URT(k)≥(k-1)/(k-2) for k≥4

Confirmed the conjecture URT(k)=(k-1)/(k-2) for 4≤k≤21

Abstract

For a rational number $r$ such that $1<r\leq 2$, an undirected $r$-power is a word of the form $xyx'$, where the word $x$ is nonempty, the word $x'$ is in $\{x,x^R\}$, and we have $|xyx'|/|xy|=r$. The undirected repetition threshold for $k$ letters, denoted $\mbox{URT}(k)$, is the infimum of the set of all $r$ such that undirected $r$-powers are avoidable on $k$ letters.

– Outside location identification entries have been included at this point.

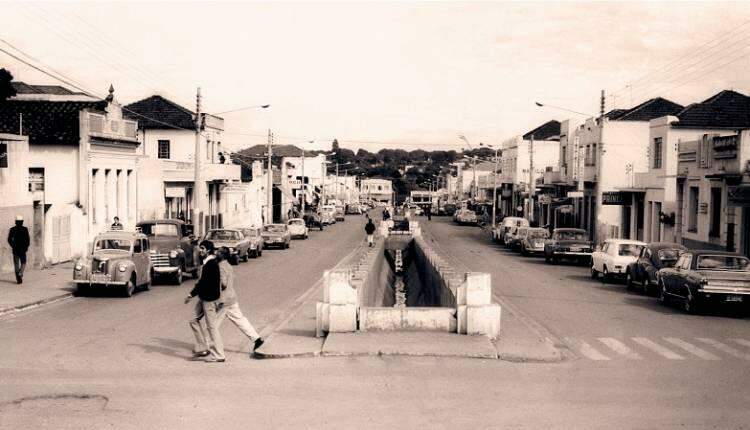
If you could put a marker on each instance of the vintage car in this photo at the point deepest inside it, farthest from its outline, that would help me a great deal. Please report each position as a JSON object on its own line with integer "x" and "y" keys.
{"x": 119, "y": 260}
{"x": 256, "y": 241}
{"x": 568, "y": 244}
{"x": 327, "y": 214}
{"x": 613, "y": 257}
{"x": 239, "y": 246}
{"x": 700, "y": 277}
{"x": 653, "y": 257}
{"x": 532, "y": 242}
{"x": 512, "y": 240}
{"x": 297, "y": 228}
{"x": 276, "y": 235}
{"x": 498, "y": 234}
{"x": 174, "y": 249}
{"x": 465, "y": 217}
{"x": 339, "y": 213}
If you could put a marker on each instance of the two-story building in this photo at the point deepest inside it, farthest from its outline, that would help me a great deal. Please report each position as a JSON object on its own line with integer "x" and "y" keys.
{"x": 167, "y": 131}
{"x": 82, "y": 164}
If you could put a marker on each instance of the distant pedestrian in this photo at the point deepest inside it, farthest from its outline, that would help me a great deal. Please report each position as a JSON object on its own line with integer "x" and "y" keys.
{"x": 230, "y": 307}
{"x": 370, "y": 230}
{"x": 19, "y": 241}
{"x": 208, "y": 290}
{"x": 116, "y": 225}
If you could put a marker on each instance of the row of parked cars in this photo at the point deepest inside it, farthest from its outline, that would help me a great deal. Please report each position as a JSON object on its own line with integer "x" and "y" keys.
{"x": 167, "y": 249}
{"x": 691, "y": 278}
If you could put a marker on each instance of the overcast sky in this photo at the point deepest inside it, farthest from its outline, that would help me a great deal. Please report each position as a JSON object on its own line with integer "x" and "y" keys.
{"x": 395, "y": 75}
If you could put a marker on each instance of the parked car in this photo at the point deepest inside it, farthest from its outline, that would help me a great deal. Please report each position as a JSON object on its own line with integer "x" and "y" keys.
{"x": 613, "y": 257}
{"x": 327, "y": 214}
{"x": 297, "y": 228}
{"x": 174, "y": 248}
{"x": 512, "y": 239}
{"x": 239, "y": 246}
{"x": 276, "y": 235}
{"x": 498, "y": 234}
{"x": 568, "y": 244}
{"x": 699, "y": 277}
{"x": 253, "y": 234}
{"x": 465, "y": 217}
{"x": 653, "y": 257}
{"x": 313, "y": 220}
{"x": 532, "y": 243}
{"x": 119, "y": 260}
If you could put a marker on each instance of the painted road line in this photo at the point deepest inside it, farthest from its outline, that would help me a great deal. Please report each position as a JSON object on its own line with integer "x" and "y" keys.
{"x": 620, "y": 348}
{"x": 586, "y": 350}
{"x": 724, "y": 348}
{"x": 655, "y": 347}
{"x": 692, "y": 349}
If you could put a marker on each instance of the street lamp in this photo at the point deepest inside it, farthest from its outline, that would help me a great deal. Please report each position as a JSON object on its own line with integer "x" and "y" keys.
{"x": 494, "y": 183}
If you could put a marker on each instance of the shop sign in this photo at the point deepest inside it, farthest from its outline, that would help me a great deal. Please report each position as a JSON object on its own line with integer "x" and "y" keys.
{"x": 613, "y": 198}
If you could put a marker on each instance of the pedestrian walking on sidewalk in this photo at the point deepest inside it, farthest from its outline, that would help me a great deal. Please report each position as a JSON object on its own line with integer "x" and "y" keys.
{"x": 208, "y": 290}
{"x": 230, "y": 308}
{"x": 370, "y": 230}
{"x": 19, "y": 241}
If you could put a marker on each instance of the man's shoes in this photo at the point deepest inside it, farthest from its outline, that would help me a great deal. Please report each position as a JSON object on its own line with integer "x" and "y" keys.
{"x": 258, "y": 343}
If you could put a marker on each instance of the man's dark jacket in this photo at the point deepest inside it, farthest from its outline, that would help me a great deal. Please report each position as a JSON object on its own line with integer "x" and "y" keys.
{"x": 18, "y": 239}
{"x": 208, "y": 287}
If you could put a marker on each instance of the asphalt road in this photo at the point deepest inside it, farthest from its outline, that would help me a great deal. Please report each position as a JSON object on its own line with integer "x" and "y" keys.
{"x": 121, "y": 363}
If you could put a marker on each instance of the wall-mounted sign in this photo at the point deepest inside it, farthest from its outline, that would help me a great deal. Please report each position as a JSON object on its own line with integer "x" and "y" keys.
{"x": 613, "y": 198}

We first demonstrate that $\mbox{URT}(3)=\tfrac{7}{4}$. Then we show that $\mbox{URT}(k)\geq \tfrac{k-1}{k-2}$ for all $k\geq 4$. We conjecture that $\mbox{URT}(k)=\tfrac{k-1}{k-2}$ for all $k\geq 4$, and we confirm this conjecture for $k\in\{4,5,\ldots,21\}.$ We then consider related problems in pattern avoidance; in particular, we find the undirected avoidability index of every binary pattern. This is an extended version of a paper presented at WORDS 2019, and it contains new and improved results.